Speaker of the Russian State Duma states that it is not his country, but Ukraine, who annexed Crimea in 1991. The leading Russian official is citing the results of the referendum of doubtful legitimacy, which took place on the peninsula back then. So when and who really did annex the peninsula?
Speaker of the State Duma, the lower chamber of the Russian parliament, Sergey Naryshkin was completely serious when he stated the following from the Parliament booth on Wednesday: “Essentially, 23 years ago the annex of Crimea was conducted.” It was conducted, according to him, by Ukraine – “thanks to the irresponsibility of a number of Russian politicians.”
He mentioned the referendum that took place in Crimea on January 20th, 1991. Back then the vast majority of its participants in the former Crimean oblast of the Ukrainian SSR gave a positive answer to the question: “Are you for the renewal of the Crimean Autonomous Soviet Socialist Republic as a subject of the USSR and participant of the Union agreement?” According to Naryshkin, this referendum, “essentially but the transfer of Crimea to Ukraine under doubt.” And as the peninsula remained Ukrainian in the end, this, to his mind, became a “peaceful annex.”
So what really happened? Yes, the consciously vague question at the referendum, approved by the Crimean boast government in violation of the former Soviet legislation, really did avoid the definition of what, according to its authors, Crimea was to become. As in those times the Soviet government was discussing the reform of the USSR and the settlement of a new Union agreement between the Soviet republics. However it is unclear how an autonomous Soviet republic could be part of such a union with much less power.
The former, Soviet, government of Ukraine, accounted for the part of the referendum’s decision that could be realised. Kyiv renewed Crimea’s autonomy which was liquidated by Moscow back in the day – naturally, as part of Ukraine, as the Crimean oblast was part of it. And the issue of vagueness of the formulation of the question fell away by itself: the Union agreement was not signed in the end – the USSR fell apart in the end of 1991.
We add that the indigenous population of Crimea, the Crimean Tatars, did not practically participate in the referendum. The majority boycotted it. The decision regarding the referendum was made without their participation – in the oblast council of the Crimea there were no Crimean Tatar representatives.
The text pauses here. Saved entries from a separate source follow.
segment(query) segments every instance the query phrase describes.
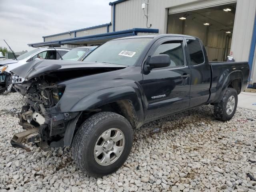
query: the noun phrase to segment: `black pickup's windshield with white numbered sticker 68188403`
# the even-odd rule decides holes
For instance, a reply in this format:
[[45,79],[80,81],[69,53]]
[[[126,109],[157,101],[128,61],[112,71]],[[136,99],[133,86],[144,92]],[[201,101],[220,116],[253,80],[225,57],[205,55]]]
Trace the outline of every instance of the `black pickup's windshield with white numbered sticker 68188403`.
[[84,61],[133,66],[150,40],[152,38],[112,40],[95,49]]

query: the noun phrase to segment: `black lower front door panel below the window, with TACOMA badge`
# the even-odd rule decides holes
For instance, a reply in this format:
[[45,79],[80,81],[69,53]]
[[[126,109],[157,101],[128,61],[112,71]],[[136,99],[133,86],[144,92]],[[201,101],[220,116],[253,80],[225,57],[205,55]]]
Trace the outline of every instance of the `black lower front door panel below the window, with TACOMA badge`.
[[190,77],[182,78],[184,74],[190,74],[188,66],[180,69],[152,70],[143,76],[142,87],[147,100],[145,120],[189,107]]

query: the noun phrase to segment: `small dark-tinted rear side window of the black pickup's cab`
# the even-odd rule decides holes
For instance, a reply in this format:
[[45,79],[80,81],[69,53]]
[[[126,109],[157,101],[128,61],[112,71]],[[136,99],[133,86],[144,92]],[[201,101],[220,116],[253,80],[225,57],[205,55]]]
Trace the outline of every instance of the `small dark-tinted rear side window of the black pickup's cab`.
[[191,65],[204,63],[204,54],[200,42],[192,39],[187,39],[186,42],[188,45]]

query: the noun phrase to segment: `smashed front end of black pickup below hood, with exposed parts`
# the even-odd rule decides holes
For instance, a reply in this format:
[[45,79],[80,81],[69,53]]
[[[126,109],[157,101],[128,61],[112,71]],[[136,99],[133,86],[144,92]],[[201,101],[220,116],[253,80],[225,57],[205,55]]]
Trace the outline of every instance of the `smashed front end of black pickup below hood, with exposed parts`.
[[15,84],[15,88],[27,96],[26,105],[18,113],[19,124],[26,131],[14,134],[12,146],[28,150],[22,143],[36,144],[45,151],[69,146],[80,112],[52,114],[50,110],[61,99],[65,86],[32,81]]

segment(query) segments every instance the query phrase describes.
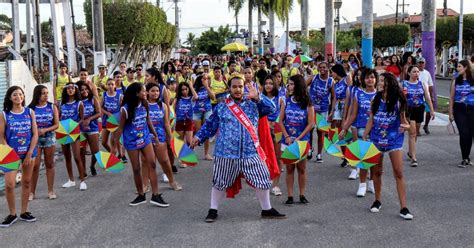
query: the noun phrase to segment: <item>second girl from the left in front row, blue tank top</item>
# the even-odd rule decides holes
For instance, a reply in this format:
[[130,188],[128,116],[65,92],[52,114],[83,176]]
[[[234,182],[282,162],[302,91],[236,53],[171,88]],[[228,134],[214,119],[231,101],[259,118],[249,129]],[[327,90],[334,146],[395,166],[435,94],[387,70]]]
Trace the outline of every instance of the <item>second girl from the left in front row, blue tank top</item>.
[[56,150],[56,138],[54,130],[59,126],[58,108],[53,103],[48,102],[48,88],[38,84],[33,90],[33,99],[29,108],[33,109],[38,126],[38,156],[35,159],[33,176],[31,178],[30,200],[33,200],[38,183],[39,169],[41,164],[41,154],[44,154],[44,164],[46,167],[46,181],[48,183],[48,198],[56,199],[54,193],[54,152]]

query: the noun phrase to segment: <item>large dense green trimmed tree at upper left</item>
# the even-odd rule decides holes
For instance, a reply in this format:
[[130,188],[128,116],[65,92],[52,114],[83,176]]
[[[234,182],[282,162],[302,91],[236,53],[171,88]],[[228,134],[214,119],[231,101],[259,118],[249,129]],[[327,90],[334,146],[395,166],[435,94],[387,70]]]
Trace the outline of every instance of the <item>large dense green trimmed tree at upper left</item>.
[[[91,0],[84,2],[84,13],[87,29],[91,32]],[[103,16],[105,43],[117,47],[114,65],[120,61],[131,65],[150,63],[169,57],[176,28],[167,22],[162,9],[146,2],[106,1]]]

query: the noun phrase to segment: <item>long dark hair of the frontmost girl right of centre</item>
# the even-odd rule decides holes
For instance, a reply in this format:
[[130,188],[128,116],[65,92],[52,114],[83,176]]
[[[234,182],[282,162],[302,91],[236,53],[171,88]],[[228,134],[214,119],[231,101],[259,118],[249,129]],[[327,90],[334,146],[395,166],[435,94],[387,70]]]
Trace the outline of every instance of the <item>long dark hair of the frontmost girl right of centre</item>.
[[384,77],[384,88],[382,92],[377,92],[372,102],[372,114],[375,115],[380,107],[384,92],[386,93],[386,111],[387,113],[393,113],[395,111],[395,105],[400,102],[400,113],[405,112],[407,99],[403,94],[402,88],[398,83],[397,78],[391,73],[384,72],[381,74]]

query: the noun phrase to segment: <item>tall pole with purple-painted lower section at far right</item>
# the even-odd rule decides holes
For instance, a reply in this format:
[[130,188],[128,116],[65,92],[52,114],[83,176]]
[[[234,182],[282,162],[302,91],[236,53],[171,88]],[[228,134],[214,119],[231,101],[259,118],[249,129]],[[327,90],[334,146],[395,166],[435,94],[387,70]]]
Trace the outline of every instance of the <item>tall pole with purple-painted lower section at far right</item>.
[[425,68],[430,72],[433,79],[433,101],[434,105],[437,106],[435,77],[436,0],[423,0],[421,13],[422,54],[426,60]]

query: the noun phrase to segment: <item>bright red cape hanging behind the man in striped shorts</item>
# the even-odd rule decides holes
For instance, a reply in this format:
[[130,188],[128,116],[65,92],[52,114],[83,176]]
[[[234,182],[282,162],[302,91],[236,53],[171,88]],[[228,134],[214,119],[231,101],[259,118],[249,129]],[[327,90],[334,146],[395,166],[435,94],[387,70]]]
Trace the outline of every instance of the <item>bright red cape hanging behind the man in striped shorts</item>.
[[[270,179],[273,180],[275,177],[280,175],[280,168],[278,167],[278,162],[275,155],[275,147],[273,146],[273,140],[270,133],[270,125],[266,116],[258,120],[258,139],[263,151],[265,151],[267,156],[265,163],[268,167],[268,171],[270,172]],[[243,176],[240,174],[235,179],[234,184],[227,189],[226,192],[228,198],[234,198],[235,195],[239,193],[240,189],[242,189],[242,178]],[[252,186],[248,181],[247,184]]]

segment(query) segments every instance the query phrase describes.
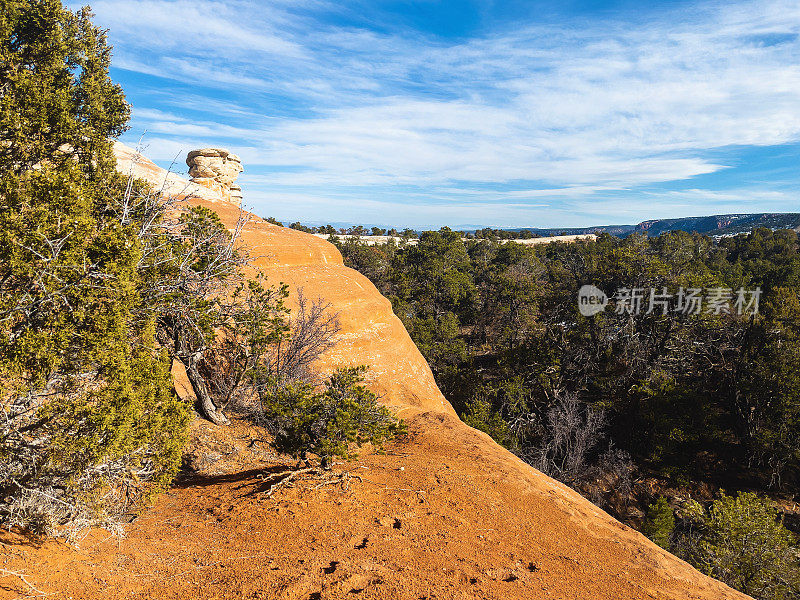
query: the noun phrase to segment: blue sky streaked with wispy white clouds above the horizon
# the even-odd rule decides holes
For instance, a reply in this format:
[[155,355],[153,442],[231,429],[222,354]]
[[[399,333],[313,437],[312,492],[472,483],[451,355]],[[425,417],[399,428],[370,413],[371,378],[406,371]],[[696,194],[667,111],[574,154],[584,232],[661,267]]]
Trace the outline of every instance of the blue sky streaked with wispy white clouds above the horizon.
[[[74,8],[77,5],[72,5]],[[800,211],[800,3],[99,0],[135,145],[305,223]],[[146,132],[146,133],[145,133]]]

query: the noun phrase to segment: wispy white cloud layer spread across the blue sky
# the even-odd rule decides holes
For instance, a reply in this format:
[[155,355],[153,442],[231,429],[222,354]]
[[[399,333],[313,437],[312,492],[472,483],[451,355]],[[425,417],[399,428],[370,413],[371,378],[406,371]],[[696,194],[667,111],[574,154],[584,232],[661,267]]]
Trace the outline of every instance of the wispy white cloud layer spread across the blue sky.
[[[101,0],[94,9],[111,27],[118,66],[224,90],[244,108],[216,122],[137,109],[135,127],[157,136],[156,158],[181,144],[228,144],[246,169],[269,168],[254,185],[307,195],[417,186],[451,198],[458,214],[457,199],[475,186],[498,202],[510,187],[531,201],[591,196],[729,166],[709,150],[800,141],[794,0],[458,43],[336,27],[288,2]],[[179,96],[166,102],[180,111]],[[605,206],[628,214],[627,202]]]

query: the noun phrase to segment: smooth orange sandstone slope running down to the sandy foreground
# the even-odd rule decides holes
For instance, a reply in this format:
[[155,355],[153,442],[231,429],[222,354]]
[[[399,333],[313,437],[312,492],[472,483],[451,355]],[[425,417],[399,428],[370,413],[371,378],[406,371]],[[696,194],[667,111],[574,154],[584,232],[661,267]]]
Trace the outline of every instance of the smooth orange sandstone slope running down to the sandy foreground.
[[[118,146],[123,171],[133,154]],[[149,161],[135,170],[166,178]],[[236,222],[231,202],[166,179],[172,193]],[[334,246],[256,217],[242,243],[268,281],[302,287],[340,313],[322,368],[369,364],[372,389],[406,420],[408,439],[336,465],[353,475],[342,485],[310,481],[265,498],[253,430],[198,422],[196,434],[216,444],[198,461],[238,457],[228,468],[178,483],[123,540],[93,532],[75,550],[0,534],[0,598],[31,593],[2,569],[76,599],[747,598],[463,424],[389,301]]]

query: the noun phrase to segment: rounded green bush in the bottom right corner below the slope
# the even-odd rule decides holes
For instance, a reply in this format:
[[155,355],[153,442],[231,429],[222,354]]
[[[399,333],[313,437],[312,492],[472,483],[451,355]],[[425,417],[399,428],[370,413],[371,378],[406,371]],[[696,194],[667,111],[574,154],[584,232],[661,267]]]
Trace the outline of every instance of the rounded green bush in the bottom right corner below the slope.
[[797,597],[795,539],[768,500],[748,492],[723,495],[701,519],[704,529],[689,553],[699,569],[758,600]]

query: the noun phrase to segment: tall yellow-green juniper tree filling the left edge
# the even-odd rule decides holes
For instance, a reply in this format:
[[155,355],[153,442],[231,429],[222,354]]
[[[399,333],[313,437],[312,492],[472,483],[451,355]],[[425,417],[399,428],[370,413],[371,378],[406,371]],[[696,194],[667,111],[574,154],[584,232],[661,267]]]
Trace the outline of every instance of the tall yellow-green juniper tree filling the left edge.
[[42,532],[163,489],[190,415],[155,343],[153,215],[114,170],[128,106],[89,16],[0,1],[0,523]]

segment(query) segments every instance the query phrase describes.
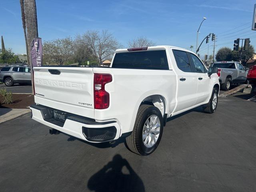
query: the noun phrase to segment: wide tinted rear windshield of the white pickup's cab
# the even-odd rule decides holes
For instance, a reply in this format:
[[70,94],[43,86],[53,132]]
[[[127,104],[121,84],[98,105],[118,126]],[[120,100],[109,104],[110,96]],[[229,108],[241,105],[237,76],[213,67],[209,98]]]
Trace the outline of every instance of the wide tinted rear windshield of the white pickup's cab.
[[168,70],[165,50],[116,53],[112,68]]

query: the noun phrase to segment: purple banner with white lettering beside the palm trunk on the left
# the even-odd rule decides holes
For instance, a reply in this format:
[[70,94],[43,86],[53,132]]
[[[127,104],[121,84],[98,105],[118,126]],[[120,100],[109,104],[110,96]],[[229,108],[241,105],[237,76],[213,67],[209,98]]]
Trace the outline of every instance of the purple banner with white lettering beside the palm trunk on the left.
[[42,65],[43,48],[42,39],[34,38],[30,46],[30,59],[32,67],[37,67]]

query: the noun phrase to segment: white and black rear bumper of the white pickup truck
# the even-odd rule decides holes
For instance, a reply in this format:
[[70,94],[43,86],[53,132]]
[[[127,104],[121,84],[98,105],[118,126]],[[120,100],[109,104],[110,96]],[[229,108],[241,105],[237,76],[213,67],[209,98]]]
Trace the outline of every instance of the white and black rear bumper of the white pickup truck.
[[91,118],[67,113],[65,122],[60,122],[54,119],[53,108],[35,104],[30,109],[32,119],[88,142],[106,142],[120,137],[121,128],[115,120],[96,122]]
What is more, at the time very few Crimean Tatars had returned to their Motherland from the locations of Stalin’s deportation. The Middle Asian republics, where the majority of the people lived at the time, prohibited the referendum among Crimean Tatars on their territories. And in Crimea itself, as observers have noted, significant contingents of the Soviet army were involved in the voting, first and foremost, regular soldiers who came there to serve from outside of the peninsula.
And in the end of 1991, at the Ukrainian referendum on December 1st regarding the support for state independence, over 54% of the participants from the newly-created Crimean ARSR voted for independent Ukraine.
Who and when conducted the annex of Crimea?
Annexation is the forcible capture of a territory of one country by another. That in 1991 Crimea was and remained part of Ukraine cannot be called annexation.
Instead, the actions of Moscow regarding Crimea in the current year fall well under the definition – the violent attachment of foreign territory. As the so-called will to join Russia of the locals in the autonomy was “expressed” at the falsified “referendum,” which was confirmed by Crimean lawyers; more than half of the members of the UN General Assembly also deemed this “referendum” illegal and illegitimate.
Another fact: in 2009-2012 a government body called the “President’s Committee in Countering the Attempts of Falsifying History In Damage to Russian Interests” existed in Russia. The entire time the committee that did not fight falsifying history in Russia’s favour existed, it was headed by Sergey Naryshkin himself.